Setelah menyeka keringat yang membanjiri kening, aku baru ingat semuanya. Aku sedang berada di Pulau Kyushu untuk berlibur. Dari tempatku terbaring, jendela yang terbuka menampakkan jembatan Kanmon melintang dengan kokoh. Ia menopang berbagai kendaraan di punggungnya, seperti seutas tali terentang yang membiarkan semut-semut berbaris rapi di atasnya.

Semalam aku pasti terlalu memikirkan kisah akhir Perang Genpei, yaitu pertempuran di Dan no Ura yang akhirnya menyebabkan aku mendapat mimpi buruk. Yah, pada akhirnya tidak ada lagi yang perlu dikhawatirkan. Inilah dunia nyata. Hanya dalam mimpi saja aku dikeroyok mayat hidup.

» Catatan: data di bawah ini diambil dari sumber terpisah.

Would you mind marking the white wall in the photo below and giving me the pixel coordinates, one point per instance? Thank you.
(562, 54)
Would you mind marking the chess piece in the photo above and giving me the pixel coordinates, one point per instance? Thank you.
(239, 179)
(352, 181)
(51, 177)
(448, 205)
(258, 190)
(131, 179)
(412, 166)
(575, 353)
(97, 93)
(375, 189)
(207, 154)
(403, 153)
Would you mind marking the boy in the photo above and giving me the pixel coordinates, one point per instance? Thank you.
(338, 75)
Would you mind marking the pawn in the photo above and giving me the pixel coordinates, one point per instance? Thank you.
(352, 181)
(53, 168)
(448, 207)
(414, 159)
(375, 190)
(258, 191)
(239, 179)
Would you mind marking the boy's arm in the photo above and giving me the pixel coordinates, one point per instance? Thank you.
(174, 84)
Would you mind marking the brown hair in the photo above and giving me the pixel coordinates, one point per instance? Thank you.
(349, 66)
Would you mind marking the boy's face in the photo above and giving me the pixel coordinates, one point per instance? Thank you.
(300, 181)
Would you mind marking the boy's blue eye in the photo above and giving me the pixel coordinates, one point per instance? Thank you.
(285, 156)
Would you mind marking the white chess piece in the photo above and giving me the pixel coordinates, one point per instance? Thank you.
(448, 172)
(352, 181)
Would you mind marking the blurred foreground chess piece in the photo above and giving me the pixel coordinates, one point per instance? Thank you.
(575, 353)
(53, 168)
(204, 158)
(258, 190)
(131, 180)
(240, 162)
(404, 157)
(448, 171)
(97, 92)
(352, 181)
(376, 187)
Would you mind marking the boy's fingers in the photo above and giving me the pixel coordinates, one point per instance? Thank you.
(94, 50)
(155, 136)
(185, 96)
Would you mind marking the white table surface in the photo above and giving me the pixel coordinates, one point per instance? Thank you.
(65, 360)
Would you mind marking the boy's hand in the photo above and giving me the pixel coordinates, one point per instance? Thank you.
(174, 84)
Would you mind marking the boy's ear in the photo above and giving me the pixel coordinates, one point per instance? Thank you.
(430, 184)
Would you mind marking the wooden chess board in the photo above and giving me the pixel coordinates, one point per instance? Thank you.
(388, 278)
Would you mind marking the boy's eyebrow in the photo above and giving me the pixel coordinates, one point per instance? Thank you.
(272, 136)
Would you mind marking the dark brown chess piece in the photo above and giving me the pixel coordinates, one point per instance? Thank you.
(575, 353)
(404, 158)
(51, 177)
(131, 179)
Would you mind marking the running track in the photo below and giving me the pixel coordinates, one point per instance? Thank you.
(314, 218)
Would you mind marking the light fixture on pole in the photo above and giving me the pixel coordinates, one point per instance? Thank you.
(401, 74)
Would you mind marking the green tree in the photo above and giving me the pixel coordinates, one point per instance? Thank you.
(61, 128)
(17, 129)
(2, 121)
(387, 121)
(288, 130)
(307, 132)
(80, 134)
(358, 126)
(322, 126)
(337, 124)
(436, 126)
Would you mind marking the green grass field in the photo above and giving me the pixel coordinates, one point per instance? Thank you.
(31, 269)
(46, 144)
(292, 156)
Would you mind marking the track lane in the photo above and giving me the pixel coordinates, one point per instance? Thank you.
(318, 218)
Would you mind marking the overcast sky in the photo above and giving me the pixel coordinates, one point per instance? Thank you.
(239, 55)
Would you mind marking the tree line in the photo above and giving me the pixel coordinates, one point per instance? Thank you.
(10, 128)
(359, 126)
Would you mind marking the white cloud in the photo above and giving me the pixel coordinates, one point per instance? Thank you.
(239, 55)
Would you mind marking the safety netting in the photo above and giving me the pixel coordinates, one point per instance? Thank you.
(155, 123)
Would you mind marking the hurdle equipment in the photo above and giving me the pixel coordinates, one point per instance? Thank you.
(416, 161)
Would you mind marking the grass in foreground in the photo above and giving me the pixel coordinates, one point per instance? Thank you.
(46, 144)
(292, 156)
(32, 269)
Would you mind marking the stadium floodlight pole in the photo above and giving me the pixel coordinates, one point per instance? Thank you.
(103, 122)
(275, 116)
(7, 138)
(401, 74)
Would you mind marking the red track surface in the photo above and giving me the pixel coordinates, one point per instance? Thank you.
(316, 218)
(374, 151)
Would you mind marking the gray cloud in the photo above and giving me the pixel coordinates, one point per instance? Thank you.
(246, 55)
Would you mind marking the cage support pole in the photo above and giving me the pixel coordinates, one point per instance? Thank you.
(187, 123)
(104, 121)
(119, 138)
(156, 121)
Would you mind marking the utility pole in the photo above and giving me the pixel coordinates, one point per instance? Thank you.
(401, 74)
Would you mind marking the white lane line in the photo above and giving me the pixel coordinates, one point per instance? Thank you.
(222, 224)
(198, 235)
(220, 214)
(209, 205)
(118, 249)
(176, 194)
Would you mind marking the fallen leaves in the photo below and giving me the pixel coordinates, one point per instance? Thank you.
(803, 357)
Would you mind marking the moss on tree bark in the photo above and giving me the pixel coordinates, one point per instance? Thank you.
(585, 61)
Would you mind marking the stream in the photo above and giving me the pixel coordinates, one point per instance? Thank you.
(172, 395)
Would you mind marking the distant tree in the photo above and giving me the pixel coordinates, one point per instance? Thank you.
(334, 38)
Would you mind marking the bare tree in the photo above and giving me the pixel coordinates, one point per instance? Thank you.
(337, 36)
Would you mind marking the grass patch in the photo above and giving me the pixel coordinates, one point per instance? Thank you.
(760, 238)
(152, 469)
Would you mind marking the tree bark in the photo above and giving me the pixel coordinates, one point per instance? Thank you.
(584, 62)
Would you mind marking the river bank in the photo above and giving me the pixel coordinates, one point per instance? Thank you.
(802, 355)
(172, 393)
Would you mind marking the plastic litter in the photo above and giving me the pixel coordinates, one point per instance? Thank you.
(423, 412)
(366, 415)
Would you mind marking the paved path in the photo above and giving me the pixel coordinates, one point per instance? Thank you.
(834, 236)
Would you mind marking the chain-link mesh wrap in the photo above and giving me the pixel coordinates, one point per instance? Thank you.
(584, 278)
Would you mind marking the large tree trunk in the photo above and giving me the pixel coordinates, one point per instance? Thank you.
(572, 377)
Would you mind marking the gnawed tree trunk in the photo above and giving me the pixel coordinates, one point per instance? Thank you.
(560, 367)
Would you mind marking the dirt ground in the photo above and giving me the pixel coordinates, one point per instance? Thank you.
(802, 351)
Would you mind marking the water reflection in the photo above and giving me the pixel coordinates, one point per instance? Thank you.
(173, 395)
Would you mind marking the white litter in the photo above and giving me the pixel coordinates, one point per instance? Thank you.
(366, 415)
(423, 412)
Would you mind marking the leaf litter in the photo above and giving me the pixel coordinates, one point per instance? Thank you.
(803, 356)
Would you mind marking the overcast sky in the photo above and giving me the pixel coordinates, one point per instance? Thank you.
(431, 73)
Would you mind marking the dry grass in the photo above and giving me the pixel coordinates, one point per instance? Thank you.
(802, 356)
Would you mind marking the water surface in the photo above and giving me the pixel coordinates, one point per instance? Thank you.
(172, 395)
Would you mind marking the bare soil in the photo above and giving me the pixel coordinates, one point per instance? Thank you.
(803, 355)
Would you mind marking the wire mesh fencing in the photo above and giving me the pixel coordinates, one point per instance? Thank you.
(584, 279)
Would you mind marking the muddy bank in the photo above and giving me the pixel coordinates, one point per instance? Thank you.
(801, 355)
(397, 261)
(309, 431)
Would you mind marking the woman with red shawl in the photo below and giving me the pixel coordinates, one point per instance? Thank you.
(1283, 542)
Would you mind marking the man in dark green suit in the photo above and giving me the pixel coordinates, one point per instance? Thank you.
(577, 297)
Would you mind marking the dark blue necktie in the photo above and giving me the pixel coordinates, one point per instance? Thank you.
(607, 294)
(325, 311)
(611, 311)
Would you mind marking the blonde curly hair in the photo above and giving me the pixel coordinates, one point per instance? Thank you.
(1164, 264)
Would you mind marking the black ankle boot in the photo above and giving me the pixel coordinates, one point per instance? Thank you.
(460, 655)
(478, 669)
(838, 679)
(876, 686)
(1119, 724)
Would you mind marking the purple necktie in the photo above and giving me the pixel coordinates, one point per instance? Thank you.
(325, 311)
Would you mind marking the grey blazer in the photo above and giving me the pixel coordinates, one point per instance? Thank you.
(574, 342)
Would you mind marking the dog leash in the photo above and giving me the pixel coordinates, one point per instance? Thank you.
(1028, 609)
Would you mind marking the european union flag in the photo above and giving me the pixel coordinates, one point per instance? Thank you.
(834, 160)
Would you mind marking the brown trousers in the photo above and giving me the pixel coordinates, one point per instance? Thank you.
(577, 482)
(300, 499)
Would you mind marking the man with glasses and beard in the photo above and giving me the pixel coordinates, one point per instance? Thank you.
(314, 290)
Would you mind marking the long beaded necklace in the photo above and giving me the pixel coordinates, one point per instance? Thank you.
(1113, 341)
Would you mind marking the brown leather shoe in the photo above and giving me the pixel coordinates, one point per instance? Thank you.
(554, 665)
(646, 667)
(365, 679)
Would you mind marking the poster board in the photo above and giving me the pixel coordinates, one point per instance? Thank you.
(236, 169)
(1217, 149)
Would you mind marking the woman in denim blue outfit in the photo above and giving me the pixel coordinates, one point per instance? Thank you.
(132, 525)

Aku bangkit dan menyingkap selimut untuk beranjak dari tempat tidur. Sewaktu selimut tersingkap, kutemukan benda yang tak asing di baliknya. Bukan, bukan benda, melainkan binatang. Ia adalah kepiting Heike yang sempat terinjak olehku dalam mimpi semalam. Aku yakin sekali karena aku ingat betul pola di punggungnya. Dan, hei! Dia membawa ribuan temannya. Semua berlarian ke sana-kemari di lantai kamar, menampakkan barisan punggung bergurat wajah meringis pada topeng zirah samurai.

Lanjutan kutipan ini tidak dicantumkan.